External Data#

Loading an ONNX Model with External Data#

  • [Default] If the external data is under the same directory of the model, simply use onnx.load()

import onnx

onnx_model = onnx.load("path/to/the/model.onnx")
  • If the external data is under another directory, use load_external_data_for_model() to specify the directory path and load after using onnx.load()

import onnx
from onnx.external_data_helper import load_external_data_for_model

onnx_model = onnx.load("path/to/the/model.onnx", load_external_data=False)
load_external_data_for_model(onnx_model, "data/directory/path/")
# Then the onnx_model has loaded the external data from the specific directory

Converting an ONNX Model to External Data#

import onnx
from onnx.external_data_helper import convert_model_to_external_data

onnx_model = ... # Your model in memory as ModelProto
convert_model_to_external_data(onnx_model, all_tensors_to_one_file=True, location="filename", size_threshold=1024, convert_attribute=False)
# Must be followed by save_model to save the converted model to a specific path
onnx.save_model(onnx_model, "path/to/save/the/model.onnx")
# Then the onnx_model has converted raw data as external data and saved to specific directory

Converting and Saving an ONNX Model to External Data#

import onnx

onnx_model = ... # Your model in memory as ModelProto
onnx.save_model(onnx_model, "path/to/save/the/model.onnx", save_as_external_data=True, all_tensors_to_one_file=True, location="filename", size_threshold=1024, convert_attribute=False)
# Then the onnx_model has converted raw data as external data and saved to specific directory

onnx.checker for Models with External Data#

Models with External Data (<2GB)#

Current checker supports checking models with external data. Specify either loaded onnx model or model path to the checker.

Large models >2GB#

However, for those models larger than 2GB, please use the model path for onnx.checker and the external data needs to be under the same directory.

import onnx

onnx.checker.check_model("path/to/the/model.onnx")
# onnx.checker.check_model(loaded_onnx_model) will fail if given >2GB model

TensorProto: data_location and external_data fields#

There are two fields related to the external data in TensorProto message type.

data_location field#

data_location field stores the location of data for this tensor. Value MUST be one of:

  • MESSAGE - data stored in type-specific fields inside the protobuf message.

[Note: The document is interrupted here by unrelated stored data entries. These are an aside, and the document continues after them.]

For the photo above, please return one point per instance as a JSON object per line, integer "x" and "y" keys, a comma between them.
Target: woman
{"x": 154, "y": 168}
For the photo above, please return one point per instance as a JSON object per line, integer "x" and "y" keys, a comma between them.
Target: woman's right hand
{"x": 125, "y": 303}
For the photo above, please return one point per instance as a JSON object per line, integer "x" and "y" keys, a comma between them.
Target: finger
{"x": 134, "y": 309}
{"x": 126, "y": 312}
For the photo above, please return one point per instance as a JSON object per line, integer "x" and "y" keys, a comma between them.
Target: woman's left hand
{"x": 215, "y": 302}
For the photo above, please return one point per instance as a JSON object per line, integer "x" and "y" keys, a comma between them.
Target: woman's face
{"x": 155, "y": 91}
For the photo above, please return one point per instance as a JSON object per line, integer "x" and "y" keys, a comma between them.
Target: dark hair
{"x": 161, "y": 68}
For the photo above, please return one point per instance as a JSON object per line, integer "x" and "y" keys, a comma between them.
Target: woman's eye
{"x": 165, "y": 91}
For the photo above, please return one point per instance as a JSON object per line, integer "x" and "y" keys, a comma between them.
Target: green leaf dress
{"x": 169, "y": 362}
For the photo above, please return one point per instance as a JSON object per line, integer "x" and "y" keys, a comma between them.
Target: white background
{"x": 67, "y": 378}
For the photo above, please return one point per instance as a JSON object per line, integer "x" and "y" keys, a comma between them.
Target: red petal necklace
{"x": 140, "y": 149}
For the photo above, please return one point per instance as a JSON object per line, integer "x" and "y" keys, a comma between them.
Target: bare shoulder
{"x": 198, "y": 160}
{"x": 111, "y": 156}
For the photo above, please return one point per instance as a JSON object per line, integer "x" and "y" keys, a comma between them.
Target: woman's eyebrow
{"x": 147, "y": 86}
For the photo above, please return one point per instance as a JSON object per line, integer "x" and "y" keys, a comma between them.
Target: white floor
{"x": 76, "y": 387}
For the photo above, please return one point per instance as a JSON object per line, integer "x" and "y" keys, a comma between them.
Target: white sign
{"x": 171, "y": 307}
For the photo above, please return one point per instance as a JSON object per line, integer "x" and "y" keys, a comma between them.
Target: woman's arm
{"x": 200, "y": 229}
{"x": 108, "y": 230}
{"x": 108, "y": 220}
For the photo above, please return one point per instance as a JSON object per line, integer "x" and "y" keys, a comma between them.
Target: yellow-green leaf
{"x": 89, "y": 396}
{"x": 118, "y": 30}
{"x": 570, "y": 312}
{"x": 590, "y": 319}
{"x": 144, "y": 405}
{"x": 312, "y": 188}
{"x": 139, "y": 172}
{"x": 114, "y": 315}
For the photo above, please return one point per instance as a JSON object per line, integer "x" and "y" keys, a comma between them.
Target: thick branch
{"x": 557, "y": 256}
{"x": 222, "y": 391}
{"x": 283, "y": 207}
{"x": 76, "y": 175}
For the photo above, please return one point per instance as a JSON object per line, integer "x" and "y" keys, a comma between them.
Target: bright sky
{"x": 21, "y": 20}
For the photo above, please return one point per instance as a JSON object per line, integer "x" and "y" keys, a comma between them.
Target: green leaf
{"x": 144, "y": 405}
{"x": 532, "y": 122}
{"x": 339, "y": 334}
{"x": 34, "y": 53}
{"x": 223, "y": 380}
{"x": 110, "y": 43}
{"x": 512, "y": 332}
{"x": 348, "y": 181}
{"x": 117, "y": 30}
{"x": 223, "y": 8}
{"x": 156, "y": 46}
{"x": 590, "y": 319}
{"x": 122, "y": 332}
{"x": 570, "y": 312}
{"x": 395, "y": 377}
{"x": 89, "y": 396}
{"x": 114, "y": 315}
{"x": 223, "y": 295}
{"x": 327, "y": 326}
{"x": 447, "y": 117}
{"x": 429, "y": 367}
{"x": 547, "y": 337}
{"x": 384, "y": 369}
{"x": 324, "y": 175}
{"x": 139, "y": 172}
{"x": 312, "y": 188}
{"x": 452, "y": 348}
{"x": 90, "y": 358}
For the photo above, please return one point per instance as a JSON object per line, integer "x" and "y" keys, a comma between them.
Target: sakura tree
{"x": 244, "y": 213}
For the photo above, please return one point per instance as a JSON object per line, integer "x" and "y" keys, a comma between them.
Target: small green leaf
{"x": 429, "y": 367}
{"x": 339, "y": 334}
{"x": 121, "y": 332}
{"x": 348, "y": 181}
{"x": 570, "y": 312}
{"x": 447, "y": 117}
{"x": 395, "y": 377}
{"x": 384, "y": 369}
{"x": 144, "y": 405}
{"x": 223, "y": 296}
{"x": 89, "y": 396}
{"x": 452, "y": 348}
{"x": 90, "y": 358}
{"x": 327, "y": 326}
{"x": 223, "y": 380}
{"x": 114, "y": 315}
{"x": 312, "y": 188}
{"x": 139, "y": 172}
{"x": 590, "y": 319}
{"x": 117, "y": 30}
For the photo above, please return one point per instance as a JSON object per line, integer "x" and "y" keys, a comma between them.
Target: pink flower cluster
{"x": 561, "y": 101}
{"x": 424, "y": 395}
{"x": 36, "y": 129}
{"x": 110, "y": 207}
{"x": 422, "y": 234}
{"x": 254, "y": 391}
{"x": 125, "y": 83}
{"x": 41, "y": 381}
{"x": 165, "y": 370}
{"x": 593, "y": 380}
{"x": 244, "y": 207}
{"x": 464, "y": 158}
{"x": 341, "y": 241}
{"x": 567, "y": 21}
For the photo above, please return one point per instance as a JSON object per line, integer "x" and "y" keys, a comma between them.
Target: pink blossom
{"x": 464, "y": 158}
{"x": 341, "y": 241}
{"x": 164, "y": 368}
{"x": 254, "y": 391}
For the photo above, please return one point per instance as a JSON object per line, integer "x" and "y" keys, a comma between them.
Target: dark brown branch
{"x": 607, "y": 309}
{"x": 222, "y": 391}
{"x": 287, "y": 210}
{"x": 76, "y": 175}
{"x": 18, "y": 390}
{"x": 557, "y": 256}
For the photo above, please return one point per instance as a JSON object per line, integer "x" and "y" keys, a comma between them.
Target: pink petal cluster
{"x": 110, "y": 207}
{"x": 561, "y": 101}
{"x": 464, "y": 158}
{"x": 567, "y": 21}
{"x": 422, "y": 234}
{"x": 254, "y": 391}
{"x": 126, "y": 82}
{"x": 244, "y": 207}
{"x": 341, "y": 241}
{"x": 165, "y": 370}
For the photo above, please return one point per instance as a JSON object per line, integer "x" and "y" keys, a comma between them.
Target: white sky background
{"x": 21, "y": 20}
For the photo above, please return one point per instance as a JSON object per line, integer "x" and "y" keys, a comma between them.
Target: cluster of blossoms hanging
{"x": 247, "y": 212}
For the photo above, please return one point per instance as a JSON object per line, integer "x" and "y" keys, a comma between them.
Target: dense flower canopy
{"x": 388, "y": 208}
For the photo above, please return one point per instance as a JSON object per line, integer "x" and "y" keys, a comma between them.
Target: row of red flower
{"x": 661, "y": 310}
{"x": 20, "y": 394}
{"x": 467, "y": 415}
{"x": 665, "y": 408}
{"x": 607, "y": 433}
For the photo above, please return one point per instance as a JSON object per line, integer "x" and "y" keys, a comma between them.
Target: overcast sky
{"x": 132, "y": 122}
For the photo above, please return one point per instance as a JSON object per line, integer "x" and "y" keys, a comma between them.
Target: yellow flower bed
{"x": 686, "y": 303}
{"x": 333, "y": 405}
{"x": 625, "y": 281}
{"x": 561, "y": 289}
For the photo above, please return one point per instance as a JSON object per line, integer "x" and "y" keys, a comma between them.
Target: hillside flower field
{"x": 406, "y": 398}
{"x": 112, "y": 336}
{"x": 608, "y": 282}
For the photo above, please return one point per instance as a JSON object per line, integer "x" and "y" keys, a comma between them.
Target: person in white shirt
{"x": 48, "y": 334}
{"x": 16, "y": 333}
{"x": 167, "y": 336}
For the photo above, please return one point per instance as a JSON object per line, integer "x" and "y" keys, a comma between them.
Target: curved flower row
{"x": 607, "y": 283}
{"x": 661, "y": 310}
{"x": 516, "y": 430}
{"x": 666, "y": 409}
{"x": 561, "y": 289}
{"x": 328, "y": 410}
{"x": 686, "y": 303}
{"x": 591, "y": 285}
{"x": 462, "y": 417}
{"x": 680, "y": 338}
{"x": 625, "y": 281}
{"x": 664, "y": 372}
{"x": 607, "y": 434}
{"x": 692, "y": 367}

  • RAW - data stored in raw_data field.

  • EXTERNAL - data stored in an external location as described by external_data field.

  • value not set - legacy value. Assume data is stored in raw_data (if set) otherwise in message.

external_data field#

external_data field stores key-value pairs of strings describing data location

Recognized keys are:

  • "location" (required) - file path relative to the filesystem directory where the ONNX protobuf model was stored. Up-directory path components such as .. are disallowed and should be stripped when parsing.

  • "offset" (optional) - position of byte at which stored data begins. Integer stored as string. Offset values SHOULD be multiples 4096 (page size) to enable mmap support.

  • "length" (optional) - number of bytes containing data. Integer stored as string.

  • "checksum" (optional) - SHA1 digest of file specified in under ‘location’ key.

After an ONNX file is loaded, all external_data fields may be updated with an additional key ("basepath"), which stores the path to the directory from which he ONNX model file was loaded.

External data files#

Data stored in external data files will be in the same binary bytes string format as is used by the raw_data field in current ONNX implementations.

Reference https://github.com/onnx/onnx/pull/678